Trae Young calme Spike Lee et le Madison Square Garden à 0,9 seconde du buzzer

Hawks @ Knicks : 107-105
Atlanta mène 1-0

On se serait presque cru à la grande époque des Knicks. Spike Lee zonait sur le bord du terrain et sautait de joie à chaque panier des siens. 15 000 personnes avaient pris place dans le mythique Madison Square Garden et donnaient de la voix pour encourager leur équipe favorite, qualifiée pour les Playoffs pour la première fois depuis 2013. Un grand moment. Puis Trae Young est venu faire taire tout ce beau monde à 0,9 seconde de la sirène. Le meneur All-Star des Hawks n’a pas manqué ses grands débuts dans la compétition. Hué, il ne s’est pas laissé impressionner. "Il est petit mais c’est un dur à cuire et il n’a peur de rien", confie son coach, Nate McMillan. 

Et certainement pas de prendre ses responsabilités quand le match se dirige vers une prolongation. Lancé dans sa course, il a achevé les Knicks avec un petit flotteur à une main, par-dessus Julius Randle. Un panier plein de sang-froid dans une atmosphère bouillante. Quelques instants auparavant, il avait planté deux lancers cruciaux avant que Derrick Rose (17 points) arrache l’égalisation. Les New-yorkais ont bataillé après avoir compté 8 points de retard d’entrée (24-16 pour Atlanta après un quart temps). Si Randle a été maladroit (6 sur 23), ils ont pu compter sur l’apport du banc et notamment Alec Burks, auteur de 27 points. Ils sont donc revenus dans le match avant de subir les coups d’éclat de Bogdan Bogdanovic (18 pts) et Young. Un soir de fête gâchée par le talent d’une jeune star qui ne compte pas se montrer timide pour ses débuts à ce stade de la compétition.

Trae Young calme Spike Lee et le Madison Square Garden à 0,9 seconde du buzzer

La tension est palpable pour commencer ce Game 1 au Madison Square Garden et les deux équipes sont maladroites et cherchent leurs repères. C’est Trae Young qui brise la glace en premier avec deux shoots rapides, et un alley-oop pour Clint Capela. Les Hawks entrent mieux dans la partie, face à des Knicks privés de paniers pendant plus de quatre minutes. Le public, si bruyant au début, a baissé de volume. New York reste dans le match grâce à des pénétrations (16-24).

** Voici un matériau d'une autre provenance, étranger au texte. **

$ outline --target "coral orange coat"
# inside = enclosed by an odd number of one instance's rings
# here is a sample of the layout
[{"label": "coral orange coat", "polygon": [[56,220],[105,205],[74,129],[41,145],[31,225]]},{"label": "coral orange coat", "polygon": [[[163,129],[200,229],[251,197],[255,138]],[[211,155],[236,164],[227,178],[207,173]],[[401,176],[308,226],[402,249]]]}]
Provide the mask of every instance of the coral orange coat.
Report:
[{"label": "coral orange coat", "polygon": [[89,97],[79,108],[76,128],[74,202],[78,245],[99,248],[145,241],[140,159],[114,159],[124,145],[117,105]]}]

En deuxième quart-temps, les joueurs de Tom Thibodeau profitent des espaces laissés par la défense d’Atlanta pour retrouver des couleurs. Le banc surtout, avec un excellent Alec Burks.

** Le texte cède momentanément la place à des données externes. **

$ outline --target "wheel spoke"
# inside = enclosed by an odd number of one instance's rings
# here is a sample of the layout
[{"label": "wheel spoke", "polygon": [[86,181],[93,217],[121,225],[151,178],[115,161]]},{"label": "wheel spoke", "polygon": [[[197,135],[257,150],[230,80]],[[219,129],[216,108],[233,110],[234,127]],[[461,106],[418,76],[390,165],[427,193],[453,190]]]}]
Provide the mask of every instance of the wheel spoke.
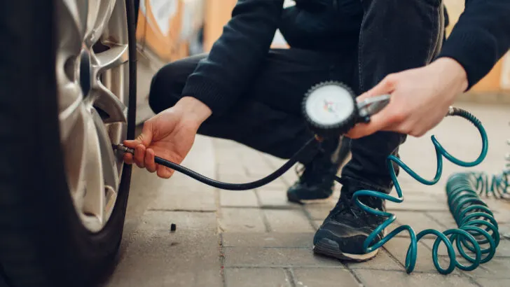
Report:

Derrick Rose apporte du calme et des paniers près du cercle quand Obi Toppin et Immanuel Quickley frappent de loin à 3-pts. Les Knicks passent un 12-4 et reviennent dans la partie. Mais Julius Randle, qui n’est pas dedans, manque de lucidité pour les faire passer devant avant la pause (50-52).

La mi-temps n’a pas soulagé le All-Star de New York, toujours englué dans des choix douteux et des tirs manqués. Trae Young, qui découvre lui aussi les playoffs, s’y adapte mieux. Il accélère et perce la défense quatre fois pour aller déposer un layup.

Julius Randle fait les mauvais choix, pas Trae Young
Les Hawks reprennent les commandes. R.J. Barrett se montre enfin avec un panier primé puis un gros en contre-attaque pour réveiller les spectateurs. New York passe un 15-3 mais encore une fois, Randle rate des tirs importants et Lou Williams en profite pour remettre les siens dans le bon sens et éviter un écart (73-71).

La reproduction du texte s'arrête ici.